This morning Crude Light provided a great example of not taking a trade because the criteria was not met for entering a long position using the ADX indicator to show when markets are at overbought and oversold levels.
Example of Not Taking a Trade
One of the hardest issues in trading to learn is that not being in a trade is part of trading. Why is this so hard? Because we are traders and we believe that our job is always to be in the markets. However, when the indicators or charts are telling us to stand aside, then that is also part of our trader’s job description. Crude Light provided an example of not taking a trade because the indicators were saying this is not the right time.
On the charts below, the 45 minute is on top and the 3 minute is on bottom. Notice that the 45 minute ADX line is blue and is still above 70. This indicates the market is currently in an overbought condition so you do not take any longs generated on the 3 minute. Doing so could result in you buying the high, which is not something any trader wants to do. Instead, the trader should wait for a retracement before he enters the market.

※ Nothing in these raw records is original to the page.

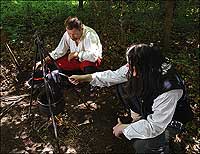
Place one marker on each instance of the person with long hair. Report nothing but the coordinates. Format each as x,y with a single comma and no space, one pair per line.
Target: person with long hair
151,89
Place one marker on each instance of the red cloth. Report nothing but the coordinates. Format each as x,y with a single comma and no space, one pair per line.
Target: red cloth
74,64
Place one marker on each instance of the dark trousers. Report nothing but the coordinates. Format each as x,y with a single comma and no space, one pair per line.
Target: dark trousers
159,144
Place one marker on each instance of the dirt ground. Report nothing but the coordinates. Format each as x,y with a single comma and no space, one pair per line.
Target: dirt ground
79,129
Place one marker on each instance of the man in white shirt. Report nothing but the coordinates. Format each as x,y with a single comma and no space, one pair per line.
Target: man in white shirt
151,89
80,48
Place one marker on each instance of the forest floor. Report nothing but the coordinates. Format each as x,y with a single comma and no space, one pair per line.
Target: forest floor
79,129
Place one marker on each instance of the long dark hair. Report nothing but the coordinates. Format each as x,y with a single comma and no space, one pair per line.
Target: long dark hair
147,60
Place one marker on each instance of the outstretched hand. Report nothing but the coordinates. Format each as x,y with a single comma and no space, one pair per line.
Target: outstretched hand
72,55
76,79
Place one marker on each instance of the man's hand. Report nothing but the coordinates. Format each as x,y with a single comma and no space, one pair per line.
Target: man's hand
38,64
72,55
76,79
117,130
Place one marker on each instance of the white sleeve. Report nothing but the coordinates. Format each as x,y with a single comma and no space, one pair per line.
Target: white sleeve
109,78
62,47
92,47
163,110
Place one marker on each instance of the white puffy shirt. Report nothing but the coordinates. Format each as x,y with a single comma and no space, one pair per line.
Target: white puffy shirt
89,48
163,107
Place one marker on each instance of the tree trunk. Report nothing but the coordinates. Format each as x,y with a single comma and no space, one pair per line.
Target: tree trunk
169,11
80,4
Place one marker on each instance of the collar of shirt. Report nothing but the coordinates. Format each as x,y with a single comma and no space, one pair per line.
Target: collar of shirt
84,32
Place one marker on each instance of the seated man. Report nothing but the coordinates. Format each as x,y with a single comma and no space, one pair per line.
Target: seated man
84,46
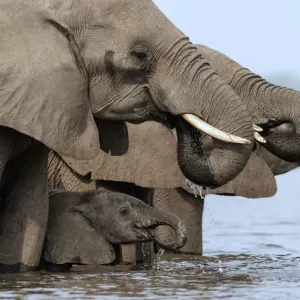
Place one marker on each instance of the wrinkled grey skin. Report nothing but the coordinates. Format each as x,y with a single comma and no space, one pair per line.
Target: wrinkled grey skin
159,147
255,181
65,63
270,105
88,227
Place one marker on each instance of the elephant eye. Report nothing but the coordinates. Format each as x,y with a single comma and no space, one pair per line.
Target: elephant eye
124,211
140,54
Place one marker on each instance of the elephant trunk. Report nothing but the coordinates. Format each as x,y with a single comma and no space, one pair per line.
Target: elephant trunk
283,107
209,98
270,105
151,218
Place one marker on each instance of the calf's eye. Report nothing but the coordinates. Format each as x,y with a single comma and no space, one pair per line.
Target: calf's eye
124,211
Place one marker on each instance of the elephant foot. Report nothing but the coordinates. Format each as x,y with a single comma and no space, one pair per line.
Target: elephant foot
24,213
137,253
51,267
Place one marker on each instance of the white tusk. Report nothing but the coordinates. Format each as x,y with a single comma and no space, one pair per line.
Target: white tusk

Instead, using the ADX indicator, the trader would be anticipating a retracement on the 45 minute chart to the average true range stop. This means the 3 minute will flip the average true range stop (plus sign) and it has because it went from blue to red on the 3 minute chart. Then price will return to the average true range stop to test and ensure that a resistance area has been formed. At that point, a short could be entered with the expected movement back to the average true range stop on the 45 minute chart or $41.51 (current value of the ATR stop on the 45 minute chart).
The overbought status on the 45 minute was indicating the long trade on the 3 minute chart would be a loser and the trader should bypass the trade and wait for the next setup.